According to their website, the Black Belt Hall of Fame recognizes all ages of participants, styles of martial arts, and rank. To be considered to this honor, inductees go through an extensive nomination and invitation process. Jenkins said the award supports the work he has already been doing, and affirms the importance of the life he has chosen: teaching, training, and service through martial arts. “I started my training for what it would do for me, personally. Receiving this award from international peers is a recognition of what I have been able to do for others in promoting personal and professional development through our tailored training.”

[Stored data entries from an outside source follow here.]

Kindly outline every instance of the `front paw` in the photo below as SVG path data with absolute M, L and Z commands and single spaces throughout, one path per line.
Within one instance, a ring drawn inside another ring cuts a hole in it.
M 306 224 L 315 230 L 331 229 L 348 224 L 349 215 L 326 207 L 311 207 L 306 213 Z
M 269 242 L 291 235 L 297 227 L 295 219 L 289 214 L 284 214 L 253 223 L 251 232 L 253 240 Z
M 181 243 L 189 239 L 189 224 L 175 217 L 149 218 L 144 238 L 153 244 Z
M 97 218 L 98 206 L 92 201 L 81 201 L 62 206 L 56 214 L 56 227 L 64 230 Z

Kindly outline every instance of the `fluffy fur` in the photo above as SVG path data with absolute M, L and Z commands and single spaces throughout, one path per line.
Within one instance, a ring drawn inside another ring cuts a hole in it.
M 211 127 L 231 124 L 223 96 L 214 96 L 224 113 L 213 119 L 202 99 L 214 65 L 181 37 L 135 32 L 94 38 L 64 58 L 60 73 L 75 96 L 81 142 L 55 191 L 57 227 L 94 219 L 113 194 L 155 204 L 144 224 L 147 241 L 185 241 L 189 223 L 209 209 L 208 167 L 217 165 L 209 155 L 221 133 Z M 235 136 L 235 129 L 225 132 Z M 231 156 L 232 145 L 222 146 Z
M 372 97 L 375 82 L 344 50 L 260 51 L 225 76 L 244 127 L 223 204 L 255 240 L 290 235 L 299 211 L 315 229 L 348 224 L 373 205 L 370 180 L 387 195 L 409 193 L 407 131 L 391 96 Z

At Lincoln Academy, Mr. Jenkins is currently teaching SAFE Plan™ Self Defense for Women, and he has already made a big impression on his students since he began teaching in September. “Mr. Jenkins really understands how to work with us,” said Lincoln Academy sophomore Sammy Aho, who is a member of the Self Defense for Women class. “He is helping us understand what could happen in a situation, and teach us to be prepared for that.”
It is clear from observing in Mr. Jenkins’ classes that he understands how to work with teenagers. He pushes them to test their physical limits, and brings the discipline of many years of martial arts to his teaching, yet also establishes a rapport with students and makes each class fun.
The Lincoln Wellness Department hopes to expand its martial arts offerings with Jenkins’ help, eventually offering classes both during and after school to Lincoln Academy students, staff, and the community at large. “As a Wellness Department, we feel that what John has to offer, is a set of essential skills one needs during the course of life,” said Lincoln Academy Wellness Department Chair Radek Janik. “The proposed Martial Arts curriculum addresses and expects students to demonstrate responsible behavior, academic commitment in all classes, self respect and respect for others, leadership skills, community service and service to others. In our departmental mission statement we emphasize one of the objectives and that is: ‘to have course selections that will help generate success in learning lifelong skills, which then promote good choices, physical fitness and overall well being.’ I feel that in today’s competitive world, we need to develop the best possible Wellness program, that will prepare our future graduates for the challenges that lie ahead of them.”
Jenkins’ dream is simple: “Wouldn’t it be great for students to graduate with a Lincoln Academy diploma in one hand, and a Black Belt in the other?” This dream could certainly become a reality. For a man recently inducted into the Black Belt Hall of Fame, no dream is out of reach.